I wrote this short analysis after reading an article in REALTOR magazine stating that sales volume nationally was down 27% from a year to year analysis, and that the average selling price was down 1.7%.
I am frequently asked by many people, to include some realtors, as to what is my perspective of the market.
I must first admit that I was wrong on or about June 1, 2022, when I thought that the increasing interest rates would badly damage the market. The date presented above indicates that this has not yet occurred nationally, nor in the local detached home market.
Observations
In two of the five markets (Destin and MLS 18) there were more sales in the second half of the year than in the first half of the year. In the other three markets there were 47%, 47% and 48% the number of sales as occurred in the whole year. The aggregate annual sales was 3,047 sales and the second half aggregate sales was 1,505 sales. Dividing 1,505 sales by 3,047 sales results in a percentage of 49.4%. This strongly suggests a stability regarding sales volume.
To date the DOM is strong, but in all five markets, the active listing DOM already exceeds the sales DOM.
The list to sales price ratio is also strong and consistent.
In every market, active listings average a larger size than do sales. I would be concerned about this as the national economy declines. Buyers will purchase what is functional, at the lowest price. Thus, a four bedroom/two/three bath house of 2,000 SF at say $600,000 will sell much quicker than a four bedroom/two/three bath house of 3,000 SF at $850,000, all other considerations equal.
The average list price is higher than the average selling price in all five markets. However, this is typical unless the market is in a steep decline as was the case over 2007 to 2009.
What Does the data mean?
While some people may think otherwise, appraisers do not get a crystal ball when they get certified.
The best I can do is take a guess and I already admitted that I was too pessimistic on June 1, 2022. However, here are some thoughts.
There should be some consideration of the national decrease in sales on a year to year comparison. I did not perform a year to year analysis, but rather a six month to six month analysis. Thus, I am to some degree comparing apples to oranges. But my experience makes me confident that a six month to six month comparison will yield adequate data for analysis.

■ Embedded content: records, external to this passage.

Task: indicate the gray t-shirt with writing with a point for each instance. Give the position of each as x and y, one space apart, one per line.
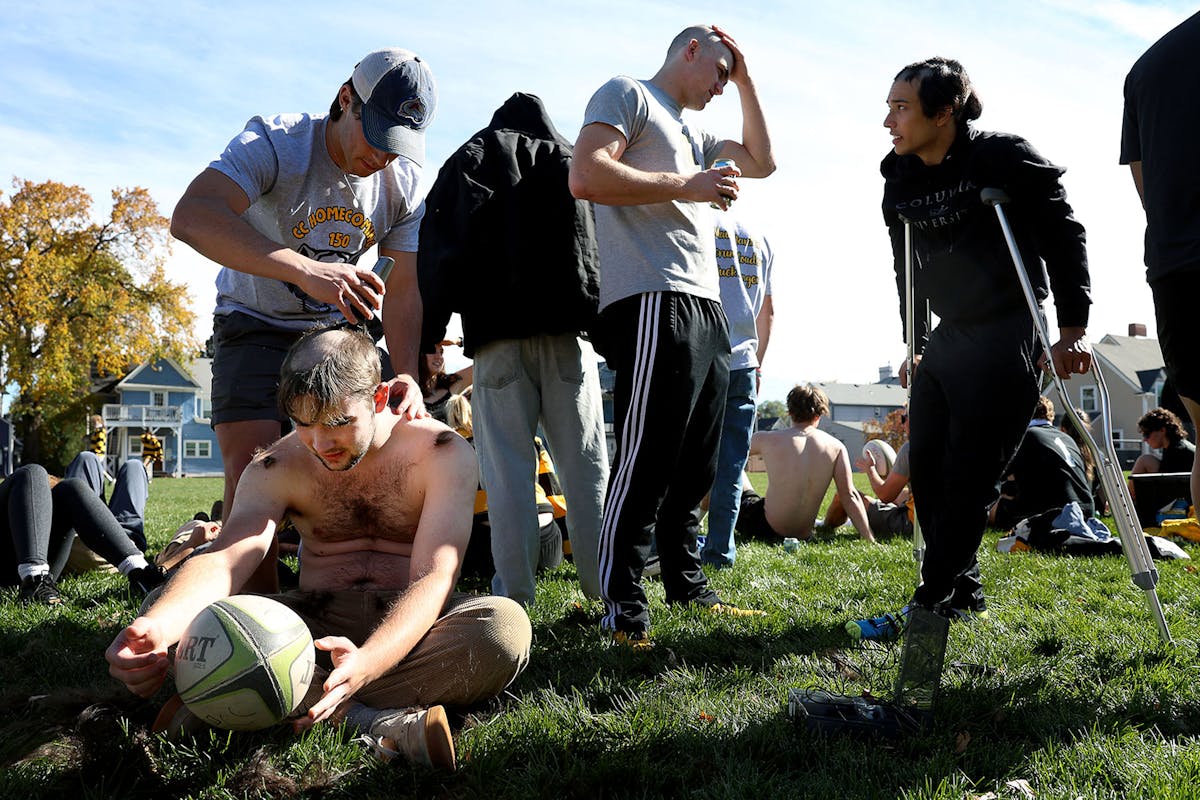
743 263
303 200
659 246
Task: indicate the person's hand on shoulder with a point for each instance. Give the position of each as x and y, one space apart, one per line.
405 397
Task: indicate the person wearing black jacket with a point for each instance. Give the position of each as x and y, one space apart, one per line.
507 246
976 385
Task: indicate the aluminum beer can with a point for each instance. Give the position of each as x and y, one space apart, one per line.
718 164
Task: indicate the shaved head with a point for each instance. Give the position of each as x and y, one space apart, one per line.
325 367
702 34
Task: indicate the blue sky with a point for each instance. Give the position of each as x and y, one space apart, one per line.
135 94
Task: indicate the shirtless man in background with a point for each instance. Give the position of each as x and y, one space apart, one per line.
801 462
383 506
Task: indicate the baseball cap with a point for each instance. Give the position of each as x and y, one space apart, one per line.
399 100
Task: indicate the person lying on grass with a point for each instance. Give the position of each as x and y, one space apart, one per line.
384 509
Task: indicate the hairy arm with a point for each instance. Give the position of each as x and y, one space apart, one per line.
138 655
754 152
598 174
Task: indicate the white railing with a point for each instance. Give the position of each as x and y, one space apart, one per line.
142 415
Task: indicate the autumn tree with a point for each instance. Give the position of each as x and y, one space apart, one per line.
891 429
79 295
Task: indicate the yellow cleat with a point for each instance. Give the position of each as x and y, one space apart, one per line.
733 611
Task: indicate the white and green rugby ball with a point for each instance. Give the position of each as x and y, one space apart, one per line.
244 663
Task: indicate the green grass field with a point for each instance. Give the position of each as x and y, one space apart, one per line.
1063 692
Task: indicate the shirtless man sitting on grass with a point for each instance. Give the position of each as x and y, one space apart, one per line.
383 506
801 462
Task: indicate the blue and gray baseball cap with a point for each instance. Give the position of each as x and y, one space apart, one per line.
399 100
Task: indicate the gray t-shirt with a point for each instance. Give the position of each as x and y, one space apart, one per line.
303 200
743 263
659 246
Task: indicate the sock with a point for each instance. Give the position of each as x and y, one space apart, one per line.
361 716
33 569
132 563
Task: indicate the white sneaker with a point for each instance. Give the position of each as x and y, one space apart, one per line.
421 735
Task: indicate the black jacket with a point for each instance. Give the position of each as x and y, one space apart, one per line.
503 241
964 268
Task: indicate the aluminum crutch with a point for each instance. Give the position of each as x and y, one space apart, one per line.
918 540
1133 541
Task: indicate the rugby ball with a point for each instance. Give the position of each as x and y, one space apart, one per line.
883 455
244 663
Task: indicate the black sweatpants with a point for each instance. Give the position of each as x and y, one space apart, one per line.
972 398
671 354
37 524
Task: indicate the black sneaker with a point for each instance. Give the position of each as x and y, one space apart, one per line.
40 589
145 579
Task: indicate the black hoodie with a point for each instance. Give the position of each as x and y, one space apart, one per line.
963 264
503 241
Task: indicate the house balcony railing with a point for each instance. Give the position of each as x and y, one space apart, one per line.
142 415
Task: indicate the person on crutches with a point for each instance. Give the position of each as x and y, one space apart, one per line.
977 382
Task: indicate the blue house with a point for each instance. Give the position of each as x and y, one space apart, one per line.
174 404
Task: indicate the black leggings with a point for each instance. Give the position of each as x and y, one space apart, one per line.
972 398
39 524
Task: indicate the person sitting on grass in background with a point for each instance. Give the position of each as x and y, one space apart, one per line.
892 509
40 517
1048 471
1099 501
438 385
1163 431
383 506
478 561
151 452
801 462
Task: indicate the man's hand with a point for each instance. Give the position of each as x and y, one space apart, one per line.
1072 353
405 397
348 677
738 73
906 373
138 657
718 186
357 292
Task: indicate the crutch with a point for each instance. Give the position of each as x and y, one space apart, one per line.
918 540
1133 541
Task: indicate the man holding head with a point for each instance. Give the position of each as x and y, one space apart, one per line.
384 509
288 210
661 326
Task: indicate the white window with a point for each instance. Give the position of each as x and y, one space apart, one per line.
1087 398
197 449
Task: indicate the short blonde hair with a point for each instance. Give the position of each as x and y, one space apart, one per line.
807 402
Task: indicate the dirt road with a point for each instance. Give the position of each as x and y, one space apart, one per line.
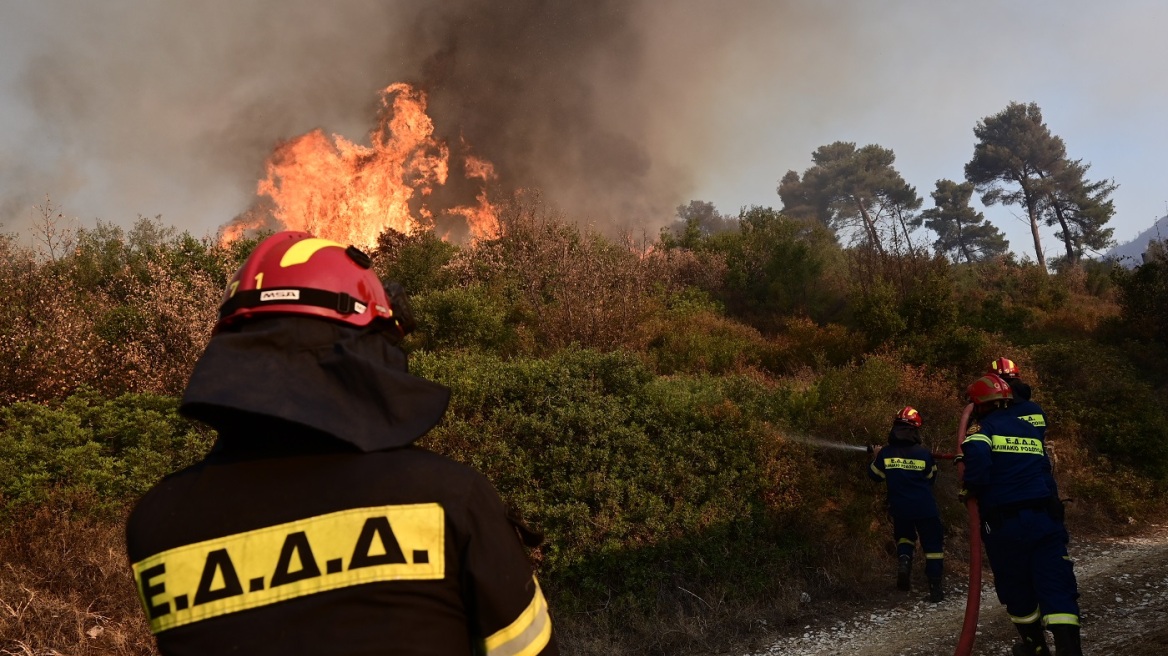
1124 585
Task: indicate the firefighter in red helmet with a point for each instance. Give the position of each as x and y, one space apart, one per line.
909 470
1007 469
314 525
1007 370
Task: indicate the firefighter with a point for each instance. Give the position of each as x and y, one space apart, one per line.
1007 470
910 472
1028 410
314 525
1008 371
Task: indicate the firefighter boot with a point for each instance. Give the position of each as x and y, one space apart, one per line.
936 593
1066 640
904 573
1034 641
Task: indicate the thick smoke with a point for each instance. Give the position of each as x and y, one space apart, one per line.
172 110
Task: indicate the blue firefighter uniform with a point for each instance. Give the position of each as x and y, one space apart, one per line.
910 472
1007 468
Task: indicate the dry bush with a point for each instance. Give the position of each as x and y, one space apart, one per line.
112 314
65 587
572 286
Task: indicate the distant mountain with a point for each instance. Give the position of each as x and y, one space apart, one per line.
1132 252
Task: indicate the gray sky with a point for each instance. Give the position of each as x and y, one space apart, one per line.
129 107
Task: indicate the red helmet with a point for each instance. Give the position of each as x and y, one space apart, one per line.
988 389
909 416
299 274
1005 368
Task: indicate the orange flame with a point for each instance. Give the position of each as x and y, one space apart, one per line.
349 193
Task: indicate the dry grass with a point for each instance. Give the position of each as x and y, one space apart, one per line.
65 587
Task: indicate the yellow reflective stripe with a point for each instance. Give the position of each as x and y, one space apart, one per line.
1026 620
252 569
1035 419
303 251
1006 444
904 463
1061 619
528 634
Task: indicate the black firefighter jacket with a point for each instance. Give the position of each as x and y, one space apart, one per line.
314 527
322 550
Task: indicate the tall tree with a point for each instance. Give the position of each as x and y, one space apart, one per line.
1019 161
1080 208
855 189
961 231
695 221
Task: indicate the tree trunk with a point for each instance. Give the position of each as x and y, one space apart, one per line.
1031 210
1071 257
869 225
960 242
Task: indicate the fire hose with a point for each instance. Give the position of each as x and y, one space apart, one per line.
973 600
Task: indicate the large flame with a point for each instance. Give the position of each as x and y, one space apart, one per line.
349 193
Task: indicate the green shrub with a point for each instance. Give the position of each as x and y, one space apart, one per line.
95 455
1114 409
461 318
623 468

As compared to the national average of 27% less sales, the local data indicates 1,542 sales in the first half of the year and 1,505 sales in the second half of the year, or roughly 49.4% sales in the second period. This suggests less than a 1% decrease in sales volume and market wide stability of sales volume. To maintain or increase this volume will require some of the inventory as of July 1, 2023 to be absorbed as well as new listings being exposed to the market. Exposing listings at sane pricing will help.
The ongoing red state versus blue state controversy will probably continue to introduce out of the area buyers to the market. I would think that most of those who want to come and can afford to come has already occurred, but the best option are baby boomers who are now retiring and do not have employment or young children holding them back. Baby boomers range from 1946 to 1963 age ranges. A baby boomer born in 1955 is now 68 and primed to move. It appears there is an eight year supply of
baby boomers on the horizon.
I note that some local organization, perhaps the TDC, indicated tourism was off 20% this year as compared to last year. Conversations with waitresses and charter boat captains support this comment. This will be a factor for owners who are using their homes for seasonal rentals and for locals who are paying high rent into the teeth of decreasing income. While probable seasonal rental income is decreasing, expenses such as ad valorem taxes and insurance are increasing. I would note that this particular segment of the overall market is small, perhaps only 5%.
To sum this up, recent history suggests that, at worst, the local market will meander sideways for several months and perhaps a few years. However, I project that a decrease in interest rates to say 4% will trigger many active listings as there are many owners out there with a 3% loan and a lot of actual or perceived equity, who want to cash out. To do that now requires a cash buyer as a buyer who needs to get a 6-7% loan will do the math and offer less to make up for the interest difference in the payment.
Finally, this market is different from the 2005 to 2010 market debacle as lenders have been more selective about lending criteria and down payments. There is no doubt there will be some foreclosures, however, the abyss from 2005 to 2010 will not re-occur.